Sir Philip Green has agreed with the Pensions Regulator to offer a cash settlement of £363 million to plug the gap in the BHS pension scheme.
This means that workers for the retail chain, which collapsed in April 2016, will now get the same starting pension they were originally promised.
Sir Philip announced: “I have today made a voluntary contribution of up to £363 million to enable the trustees of the BHS Pension schemes to achieve a significantly better outcome than the schemes entering the Pension Protection Fund (PPF), which was the goal from the outset.
“The settlement follows lengthy, complex discussions with the Pensions Regulator and the PPF, both of which are satisfied with the solution that has been offered.
“To achieve a significantly better outcome than entering the PPF, the contribution required to achieve this long-term solution was arrived at by the actuaries for both the regulator and the trustees.

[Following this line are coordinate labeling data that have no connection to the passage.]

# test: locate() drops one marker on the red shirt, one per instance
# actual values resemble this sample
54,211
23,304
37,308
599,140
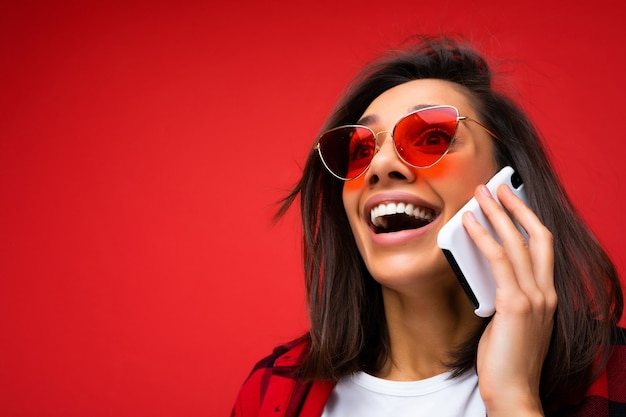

“All relevant notices, including legal matters and claims from the regulator, have been withdrawn bringing this matter to a conclusion.”
The arrangement, which has the support of the trustees of the two BHS pension schemes, will see the creation of a new independent pension scheme to give pensioners the option of the same starting pension as they were originally promised by BHS, and higher benefits than they would get from the Pension Protection Fund (PPF).
At the time of collapse, the company’s pension scheme was reported as having a deficit of £571 million, leading to calls to strip Sir Philip of his knighthood and a subsequent Government inquiry into the chain’s demise. Around 11,000 people lost their jobs when BHS went into administration.
Sir Philip added: “Once again I would like to apologise to the BHS pensioners for this last year of uncertainty, which was clearly never the intention when the business was sold in March 2015.
“I am also happy to confirm that any of the pensioners that have faced cuts over the last year will now be brought back to their original BHS starting level pension and will all be made whole.
“I hope that this solution puts their minds at rest and closes this sorry chapter for them.”
Lesley Titcomb, chief executive of the Pensions Regulator said: “The agreement we have reached with Sir Philip Green represents a strong outcome for the members of the BHS pension schemes. It takes account of the interests of both pensioners and the PPF, and brings a welcome level of certainty to present and future pensioners.
“Throughout our discussions with Sir Philip and his team, we have always been clear that we were determined to achieve the right outcome for members of the schemes both in terms of the amount and the structure of the settlement.”
Members of the current BHS schemes will have three potential options: to transfer to the new scheme, opt for a lump sum payment if eligible or remain in their current scheme and receive benefits from the PPF.
In December, the Work and Pensions Committee recommended that companies face punitive fines if they fail to protect pension schemes, to stop them going down a similar route to that of the scheme at BHS.
The Government has also this month launched a consultation on the future viability of defined-benefit pension schemes, in a bid to increase confidence in the level of governance and scrutiny around workers’ savings.
The MP Iain Wright, chair of the House of Commons Business, Energy, and Industrial Strategy Committee, welcomed Sir Philip’s announcement, saying it “goes some way toward righting the failures and greed that we saw during the entire BHS saga”.
“I’m pleased that the cross-party committees worked together and kept the pressure on Sir Philip Green for him to “sort it”, as he promised. The 20,000 BHS pensioners should find themselves at least no worse off as a result of the collapse of this iconic British store,” he added.